I'm rolling back the size of APCu to 512M after seeing how, on mw1261, the occupied memory grew significantly but the cache hit ratio didn't. IMHO it only risks to create a larger flush of LRU events and thus more disruption.

Mentioned in SAL (#wikimedia-operations) [2019-05-27T09:52:20Z] <_joe_> disabling puppet on mw1261, running some tests for T223180

So, I modified the APC dashboards in the php7-transition table to show the information you mentioned in the ticket, and I think it's fair. I realized, though, that we're comparing oranges and apples:

  • HHVM will never LRU an object from apc cache unless it has a ttl and it's expired
  • php-fpm will instead LRU the least used objects from memory as soon as its current limit is reached.

so comparing memory used and number of keys doesn't really work. I consider the fact that php-fpm has LRU eviction a feature, as it doesn't allow runaway apc usages.
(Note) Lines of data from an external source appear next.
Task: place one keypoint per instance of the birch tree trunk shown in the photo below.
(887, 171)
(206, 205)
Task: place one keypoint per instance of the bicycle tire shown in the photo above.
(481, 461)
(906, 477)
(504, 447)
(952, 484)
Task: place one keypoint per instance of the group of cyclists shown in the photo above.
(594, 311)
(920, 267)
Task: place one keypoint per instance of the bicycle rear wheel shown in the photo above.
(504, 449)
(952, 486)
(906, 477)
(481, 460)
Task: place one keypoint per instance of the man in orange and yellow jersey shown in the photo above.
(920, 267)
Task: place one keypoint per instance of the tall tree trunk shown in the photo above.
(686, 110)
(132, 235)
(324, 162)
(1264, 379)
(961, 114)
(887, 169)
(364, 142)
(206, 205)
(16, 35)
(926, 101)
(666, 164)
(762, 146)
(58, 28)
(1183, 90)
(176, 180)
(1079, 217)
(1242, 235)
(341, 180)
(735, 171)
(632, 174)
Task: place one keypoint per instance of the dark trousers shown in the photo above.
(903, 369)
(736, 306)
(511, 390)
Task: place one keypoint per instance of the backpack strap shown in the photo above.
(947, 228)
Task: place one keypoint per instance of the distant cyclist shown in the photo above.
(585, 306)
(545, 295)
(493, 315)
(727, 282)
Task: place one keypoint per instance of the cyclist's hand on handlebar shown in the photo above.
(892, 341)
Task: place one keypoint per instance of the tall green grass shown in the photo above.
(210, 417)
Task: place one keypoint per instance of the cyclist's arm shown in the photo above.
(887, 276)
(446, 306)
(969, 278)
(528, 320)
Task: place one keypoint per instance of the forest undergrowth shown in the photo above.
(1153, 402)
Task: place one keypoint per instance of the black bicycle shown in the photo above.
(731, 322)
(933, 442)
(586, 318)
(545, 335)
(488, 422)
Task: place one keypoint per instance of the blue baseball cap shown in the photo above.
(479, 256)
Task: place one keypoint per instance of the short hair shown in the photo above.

The real metric we could compare is the cache hit ratio, but sadly HHVM doesn't expose that metric correctly (at least in our version which is quite outdated). So we don't have a good comparison to make.

The metrics are all there in the grafana dashboard:
https://grafana.wikimedia.org/d/GuHySj3mz/php7-transition

and I think they give a good idea of the overall status of APC caching on php7.

Since raising the occupied memory didn't help raising the cache hit ratio, I decided to keep it relatively small for now (512 MB), and maybe revisit later once I have a better model of how to split optimally the cache in smaller chunks so that the LRU eviction is less brutal (flushing 4 GB of ram is more expensive than doing the same with 512 mb instead).

I'll do some epxeriments in the coming weeks but I don't think there is more to do for this specific ticket. Please reopen it if you don't agree.